A arruada constituiu um momento de grande significado para toda a comunidade educativa do Agrupamento de Escolas de Alcoutim.
A iniciativa assumiu-se como um espaço de expressão, reflexão e partilha, desafiando os alunos a transformar o medo em coragem através da arte, da palavra e do movimento.
A arruada foi o culminar de vários dias de trabalho criativo na escola, durante os quais os alunos desenvolveram cartazes, poemas, mensagens visuais, músicas e pequenas performances inspiradas no mote “E em vez do medo?”.
Esse trabalho artístico transformou também o corredor da escola, agora decorado com as produções que refletem as reflexões e emoções dos alunos.

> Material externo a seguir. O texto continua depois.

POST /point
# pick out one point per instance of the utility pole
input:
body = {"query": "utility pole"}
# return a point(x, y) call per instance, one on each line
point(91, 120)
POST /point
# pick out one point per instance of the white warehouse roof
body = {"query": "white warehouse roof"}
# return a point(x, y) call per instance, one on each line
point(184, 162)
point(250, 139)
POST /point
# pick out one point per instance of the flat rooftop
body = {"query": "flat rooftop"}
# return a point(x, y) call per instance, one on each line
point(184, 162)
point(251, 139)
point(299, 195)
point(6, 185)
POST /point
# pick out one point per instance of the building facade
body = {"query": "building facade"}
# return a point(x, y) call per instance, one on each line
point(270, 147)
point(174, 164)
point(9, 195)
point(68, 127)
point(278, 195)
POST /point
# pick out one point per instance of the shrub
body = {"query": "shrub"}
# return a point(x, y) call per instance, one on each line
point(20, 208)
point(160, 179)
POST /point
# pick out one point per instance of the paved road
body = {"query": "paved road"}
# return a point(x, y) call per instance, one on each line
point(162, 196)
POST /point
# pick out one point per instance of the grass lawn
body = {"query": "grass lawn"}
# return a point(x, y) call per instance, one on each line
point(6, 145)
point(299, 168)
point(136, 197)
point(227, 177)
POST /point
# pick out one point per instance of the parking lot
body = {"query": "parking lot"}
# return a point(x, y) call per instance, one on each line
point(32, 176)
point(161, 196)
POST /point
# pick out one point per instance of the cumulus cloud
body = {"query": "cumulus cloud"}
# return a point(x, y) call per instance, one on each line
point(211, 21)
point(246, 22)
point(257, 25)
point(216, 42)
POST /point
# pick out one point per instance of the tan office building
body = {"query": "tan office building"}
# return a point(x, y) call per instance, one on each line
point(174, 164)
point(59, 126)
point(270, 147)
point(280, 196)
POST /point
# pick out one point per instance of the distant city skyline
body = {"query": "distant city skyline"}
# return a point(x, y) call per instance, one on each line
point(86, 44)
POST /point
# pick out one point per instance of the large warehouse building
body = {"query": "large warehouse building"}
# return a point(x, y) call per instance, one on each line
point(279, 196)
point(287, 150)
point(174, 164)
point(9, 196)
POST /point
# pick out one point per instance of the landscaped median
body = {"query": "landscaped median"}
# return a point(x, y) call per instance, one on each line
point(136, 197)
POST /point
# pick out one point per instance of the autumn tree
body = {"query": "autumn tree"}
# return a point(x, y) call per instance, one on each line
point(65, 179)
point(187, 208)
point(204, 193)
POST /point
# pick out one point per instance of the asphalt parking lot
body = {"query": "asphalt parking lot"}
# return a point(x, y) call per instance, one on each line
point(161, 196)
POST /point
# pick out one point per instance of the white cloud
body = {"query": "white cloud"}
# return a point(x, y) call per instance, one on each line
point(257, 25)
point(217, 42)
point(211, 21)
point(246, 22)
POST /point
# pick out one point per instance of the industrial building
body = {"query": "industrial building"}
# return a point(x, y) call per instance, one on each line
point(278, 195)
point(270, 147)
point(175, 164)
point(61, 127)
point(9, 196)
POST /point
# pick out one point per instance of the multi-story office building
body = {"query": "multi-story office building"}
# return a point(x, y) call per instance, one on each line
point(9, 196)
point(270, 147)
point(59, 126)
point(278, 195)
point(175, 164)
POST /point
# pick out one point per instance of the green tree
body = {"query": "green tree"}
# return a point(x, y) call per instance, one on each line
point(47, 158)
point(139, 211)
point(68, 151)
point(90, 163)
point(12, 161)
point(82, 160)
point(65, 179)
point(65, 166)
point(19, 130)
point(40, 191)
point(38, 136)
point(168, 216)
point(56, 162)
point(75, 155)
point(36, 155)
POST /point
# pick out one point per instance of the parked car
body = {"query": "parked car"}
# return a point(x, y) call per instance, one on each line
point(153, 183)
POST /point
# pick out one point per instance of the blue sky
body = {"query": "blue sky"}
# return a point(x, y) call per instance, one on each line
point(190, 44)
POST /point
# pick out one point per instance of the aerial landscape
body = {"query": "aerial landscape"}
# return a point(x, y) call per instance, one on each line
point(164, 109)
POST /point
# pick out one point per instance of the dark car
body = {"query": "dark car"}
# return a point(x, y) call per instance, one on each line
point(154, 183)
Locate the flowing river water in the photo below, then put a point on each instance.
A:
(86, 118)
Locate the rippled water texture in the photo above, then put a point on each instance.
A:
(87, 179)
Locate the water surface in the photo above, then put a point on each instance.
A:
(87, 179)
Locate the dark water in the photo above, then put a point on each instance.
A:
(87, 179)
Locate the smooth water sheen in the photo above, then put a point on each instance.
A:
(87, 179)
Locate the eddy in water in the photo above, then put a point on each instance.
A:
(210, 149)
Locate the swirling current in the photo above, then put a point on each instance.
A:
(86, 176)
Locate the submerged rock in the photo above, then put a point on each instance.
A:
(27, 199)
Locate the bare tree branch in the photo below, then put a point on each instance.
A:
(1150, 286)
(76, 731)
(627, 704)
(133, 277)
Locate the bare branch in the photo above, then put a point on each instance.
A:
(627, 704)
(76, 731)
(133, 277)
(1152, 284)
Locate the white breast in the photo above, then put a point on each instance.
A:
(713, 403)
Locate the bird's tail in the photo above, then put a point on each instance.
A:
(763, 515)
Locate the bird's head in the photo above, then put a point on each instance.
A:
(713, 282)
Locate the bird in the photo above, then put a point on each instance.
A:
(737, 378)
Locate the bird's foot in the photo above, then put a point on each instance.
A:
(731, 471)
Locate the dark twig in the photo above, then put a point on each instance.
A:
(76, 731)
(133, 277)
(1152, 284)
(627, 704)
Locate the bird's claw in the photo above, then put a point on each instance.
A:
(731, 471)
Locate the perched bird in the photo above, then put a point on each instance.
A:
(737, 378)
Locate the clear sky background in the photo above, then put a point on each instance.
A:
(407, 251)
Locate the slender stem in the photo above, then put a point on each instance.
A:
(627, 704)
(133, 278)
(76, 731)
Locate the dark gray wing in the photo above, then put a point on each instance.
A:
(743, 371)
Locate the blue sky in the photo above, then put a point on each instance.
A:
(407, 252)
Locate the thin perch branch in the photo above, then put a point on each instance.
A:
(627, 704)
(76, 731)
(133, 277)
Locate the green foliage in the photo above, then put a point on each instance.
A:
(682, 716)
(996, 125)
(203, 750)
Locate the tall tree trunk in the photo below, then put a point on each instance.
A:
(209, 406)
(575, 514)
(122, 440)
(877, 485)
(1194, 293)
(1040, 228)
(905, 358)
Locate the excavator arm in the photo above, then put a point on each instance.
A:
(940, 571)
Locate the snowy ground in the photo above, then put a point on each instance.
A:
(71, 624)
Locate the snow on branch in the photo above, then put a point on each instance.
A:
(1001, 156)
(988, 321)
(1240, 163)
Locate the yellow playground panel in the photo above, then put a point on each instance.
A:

Quando chegou o momento de sair à rua, a energia criada na escola ganhou novo espaço. A arruada fez-se ouvir pelas ruas de Martim Longo,
que encheram-se de cor, luz e emoção, num percurso que reuniu alunos de todos os ciclos de ensino, professores, assistentes operacionais, famílias, instituições locais, comunidade estrangeira e diversos membros da população. Cartazes, palavras de ordem, dança, música e múltiplas expressões artísticas deram corpo a uma arruada que foi muito mais do que um desfile: foi um gesto coletivo de afirmação, criatividade e envolvimento.
Destacaram-se as diversas dinâmicas preparadas pelos diferentes ciclos de ensino, bem como a participação do Clube das Guitarras e da comunidade estrangeira, que, em conjunto, contribuíram para um ambiente sonoro e emocionalmente rico, vivido com intensidade e significado.
A presença de entidades parceiras reforçou a dimensão comunitária da iniciativa, evidenciando a importância da ligação entre a escola e o meio envolvente.
“Em Contramedo” mostrou a força de um trabalho coletivo que uniu criatividade, participação e envolvimento da comunidade. Mais do que uma atividade, foi uma experiência marcante, onde educar se revelou também como um ato de sentir, questionar e transformar.